The exceptional feature of this earthquake was the damaging tsunami that followed it. Hawaii is a frequent recipient of tsunamis from earthquakes around the Pacific Rim, but rarely does it experience tsunamis from the numerous earthquakes generated within the islands of the State of Hawaii. This particular tsunami consisted of five or more distinct waves. It was the only locally generated destructive tsunami in Hawaii in the twentieth century. It killed two people at Halape, where it reached a height of twenty-five feet and caused property damage.
Tsunami damage was also severe at Honuapo, with twenty-foot waves. At one site a mile east of Halape a height of forty-five feet was recorded. Farther away, across the Pacific, the tsunami impacted Alaska, California, Japan, Okinawa, Samoa, as well as the islands of Johnston and Wake. A one-foot wave struck Oahu thirty minutes after the earthquake. This same wave height was recorded at Los Angeles more than six hours after Oahu, representing a tsunami speed of 350 mph. In Japan, eight hours after the earthquake, a wave height of two feet was registered.
Questions were raised by geologists in the wake of the earthquake concerning the origin of the tsunami. Why was there a tsunami following this particular earthquake and not after many others? Kalapana’s predecessor, the 1868 quake, was investigated again in search of an answer. Its epicenter had been near that of the 1975 earthquake. They found that it had triggered a landslide on the slopes of Mauna Loa, close to the places affected by the 1975 event, that it had destroyed a village, killing many people and animals, and that it had triggered a tsunami. The final confirming data came from measurements of a slump that was known to exist on the south flank of Kilauea Volcano, an area close to the epicenters of both the 1868 and 1975 events.
The slump was found to move regularly in a southerly direction at a rate of four inches annually. From time to time it had an acceleration in its movement, perhaps triggered by an earthquake, and masses of rock rushed down into the sea, creating a tsunami. This was what happened in 1968 and 1975, just as had occurred in the Grand Banks, Nova Scotia, earthquake and landslide on November 18, 1929. Since the events of 1975, geologists have concluded that these recurring slumps are essential stages in the life of volcanic islands. They apply therefore to the entire landscape of the state of Hawaii.
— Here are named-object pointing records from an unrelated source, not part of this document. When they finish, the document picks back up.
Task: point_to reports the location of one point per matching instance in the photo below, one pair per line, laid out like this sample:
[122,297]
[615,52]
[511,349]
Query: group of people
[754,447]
The impact of the combined earthquake and slump on Kilauea Volcano was to distort its southern flank. Both vertical and horizontal displacements occurred, some by as much as ten feet. There were numerous ground cracks and new fault lines were exposed. Roads in the Hawaii Volcanoes National Park were damaged by extensive ground cracking. Landslides occurred on Coast Road. Some displacements of faults caused substantial subsidence, as much as eleven feet in the vicinity of Halape. Farther inland an almost continuous zone of ground was observed cracking and faulting, with five-foot vertical offsets in places, over an area of fifteen square miles.
A large part of the coastal area between Cape Kumukahi and Punaluu subsided during or soon after the earthquake. A leveling survey of the bench marks near the Keauhou tidal gauge indicated that the coast had subsided by about ten feet. At the location where two lives were lost there had been a group of thirty-two campers spending the night at the base of a large cliff near Halape. They woke up when a small earthquake shook their place shortly before the main one and decided to move closer to the ocean. As the main quake hit, nineteen of the thirty-six suffered injuries tying to escape both the rocks falling down and the tsunami waves from the ocean.